De acordo com a petição, as parcelas deixaram de ser pagas desde novembro, mês em que Costa saiu da presidência após ser alvo da operação Compliance Zero. Como os contratos preveem vencimento antecipado em caso de inadimplência, o BRB passou a exigir o saldo total, cuja quitação estava originalmente prevista até 2035.
O processo foi protocolado na quarta-feira (11). No dia seguinte (12), a Justiça determinou que o ex-executivo seja citado para quitar a dívida. O banco também pede a penhora de bens suficientes para cobrir o valor devido, acrescido de custas e 20% de honorários advocatícios. Caso não sejam localizados bens, a instituição solicita retenção de 30% do salário de Costa, que é servidor de carreira da Caixa Econômica Federal.

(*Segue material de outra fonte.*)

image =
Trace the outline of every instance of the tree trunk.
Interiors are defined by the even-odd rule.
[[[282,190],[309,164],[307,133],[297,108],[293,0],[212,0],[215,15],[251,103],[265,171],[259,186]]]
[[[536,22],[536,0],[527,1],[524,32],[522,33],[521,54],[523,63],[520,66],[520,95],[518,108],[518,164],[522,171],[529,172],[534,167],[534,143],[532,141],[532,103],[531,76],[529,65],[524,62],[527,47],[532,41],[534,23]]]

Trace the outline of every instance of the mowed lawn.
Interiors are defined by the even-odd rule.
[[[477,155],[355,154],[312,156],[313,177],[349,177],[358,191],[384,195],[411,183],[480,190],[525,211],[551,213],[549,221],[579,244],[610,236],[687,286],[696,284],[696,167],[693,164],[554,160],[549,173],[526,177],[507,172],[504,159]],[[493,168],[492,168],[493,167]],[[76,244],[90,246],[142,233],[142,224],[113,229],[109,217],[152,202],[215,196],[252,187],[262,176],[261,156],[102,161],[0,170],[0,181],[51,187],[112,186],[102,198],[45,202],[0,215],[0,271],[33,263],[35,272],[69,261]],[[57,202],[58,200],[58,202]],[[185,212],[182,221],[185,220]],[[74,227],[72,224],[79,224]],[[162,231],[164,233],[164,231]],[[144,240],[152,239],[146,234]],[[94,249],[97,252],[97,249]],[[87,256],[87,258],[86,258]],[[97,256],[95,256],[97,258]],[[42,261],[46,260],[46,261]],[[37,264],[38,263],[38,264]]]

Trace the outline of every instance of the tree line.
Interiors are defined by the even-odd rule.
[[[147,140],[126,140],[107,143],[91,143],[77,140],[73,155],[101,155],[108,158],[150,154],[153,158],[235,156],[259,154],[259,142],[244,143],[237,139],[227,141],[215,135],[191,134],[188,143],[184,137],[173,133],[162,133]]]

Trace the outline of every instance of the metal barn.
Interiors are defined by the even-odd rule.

A cobrança se soma a outra ação, revelada na semana passada, que trata de quatro empréstimos pessoais no valor de R$ 799.435,79, contratados entre junho de 2021 e outubro de 2024. Segundo os autos, as prestações também estão em aberto desde dezembro.
Paulo Henrique Costa é investigado no Supremo Tribunal Federal (STF) por supostas irregularidades nas negociações entre o BRB e o Banco Master. O Banco Central barrou, em 2025, a tentativa de compra do Master pelo BRB. Antes disso, a instituição brasiliense havia adquirido títulos do Master que resultaram em prejuízo estimado em R$ 5 bilhões.
A Polícia Federal apura ainda a venda de ações do BRB a investigados, entre eles o banqueiro Daniel Vorcaro, então dono do Master, e o empresário João Carlos Mansur, da gestora Reag. Relatório de auditoria externa aponta que Costa concentrou as negociações com o Master e a captação de novos acionistas. Ele foi afastado judicialmente da presidência do BRB em novembro de 2025.
O g1 tenta contato com a defesa do ex-presidente nos dois processos. Até a última atualização desta reportagem, não havia posicionamento.